Wadlough is a boring square with a rather effeminate nature about him, who was brought up in English boarding schools and destined to have a love affair with accounting. He’s not a drinking man and you can tell he has reached his limit when he orders tea from his assistant instead of his regular hot water. After getting on President Tucker’s nerves for his constant foibles, he is moved to the East Wing of the White House to help the First Lady, a former actress itching to make a comeback to the silver screen despite disapproval from her husband. After a scandal in the press involving one of her homosexual friends and a misunderstanding, Wadlaugh is brought to further embarrassment, is beaten up by the First Lady, and fired. After thinking about moving with his wife his job is saved just in the nick of time. During all of this, the President is dealing with a marital crisis, trouble with Castro, and disloyal aids who are courting their own agendas. While Wadlaugh is inept, he has good intentions and is loyal through and through.
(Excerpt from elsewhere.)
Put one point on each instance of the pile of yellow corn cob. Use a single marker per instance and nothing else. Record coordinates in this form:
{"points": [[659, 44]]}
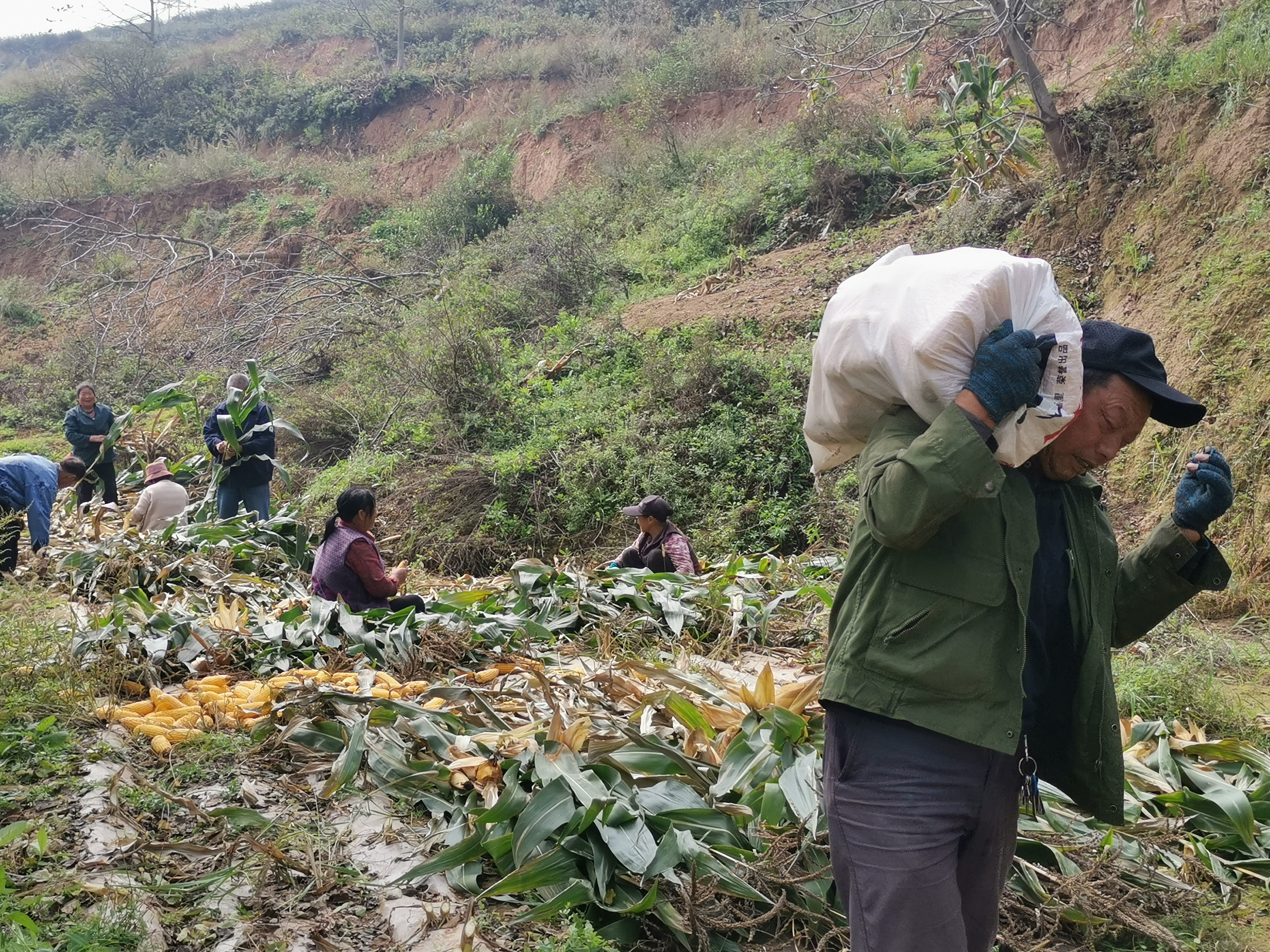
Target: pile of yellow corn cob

The reason that this book is so successful in accomplishing its aim is probably that Buckley himself was a White House speech writer and has relevant insight and experience with the goings on of the West Wing and its messy personal politics. Now, he’s "the poor man’s Jonathan Swift."
If Buckley is starting to sound familiar to you, it’s probably because he is more famous for the book Thank You For Smoking, made into the popular film with that tall glass of water Aaron Eckhart. His book Little Green Men is also being adapted into a movie and will come out sometime this year.